When to Stop Resharpening Carbide Blades

Is there a time when is no longer cost-effective to have carbide blades (80 tooth, 10″ dia.) resharpened? I have a blade that has been resharpened at least 10 times in the last 15 years, and it seems to me that the sharpness does not last as long as before. Thanks. – Jim Dalton

John McInerney:
 Carbide-tipped blades have a “plate” (steel plate body) thickness measurement and a “kerf” (carbide tooth) measurement. The kerf is always proud of the plate, and this measurable difference is called “side clearance.” A good saw sharpener will service a blade by grinding the individual teeth on the “top,” the “face” and the “sides,” always removing some measurable amount of carbide with each pass of the diamond wheel. After multiple resharpenings, the side clearance gets diminished as it approaches the thickness of the plate. Many people decide to continue to have their blades resharpened. However, all the saw shop can do at this point is “face grind” the tooth, as there must be some side clearance in order for the blade to cut properly. Everything has a lifespan, even saw blades. It might be time for you to invest in a new blade.

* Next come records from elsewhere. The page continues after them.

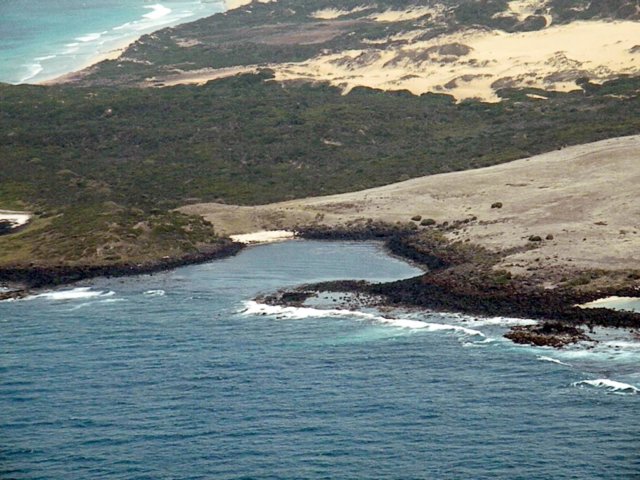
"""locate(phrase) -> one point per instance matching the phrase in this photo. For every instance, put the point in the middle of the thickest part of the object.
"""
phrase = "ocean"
(43, 39)
(181, 375)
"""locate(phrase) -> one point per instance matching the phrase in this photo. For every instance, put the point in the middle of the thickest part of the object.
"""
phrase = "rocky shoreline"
(460, 278)
(24, 279)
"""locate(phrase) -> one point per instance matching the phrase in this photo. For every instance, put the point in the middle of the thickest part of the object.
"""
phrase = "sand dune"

(John McInerney is vice president of sales and marketing for Amana Tool Corporation.)

Chris Marshall: If you do decide to replace your blade instead of sharpening it again, be sure to check out A.J. Hamler’s “Cutting Edge Technology” Shop Test that ran in our April 2011 print issue this year (pages 64 to 68). He takes a closer look at many new blade innovations that are on the market, and you might find just the new blade that meets your needs and pocketbook.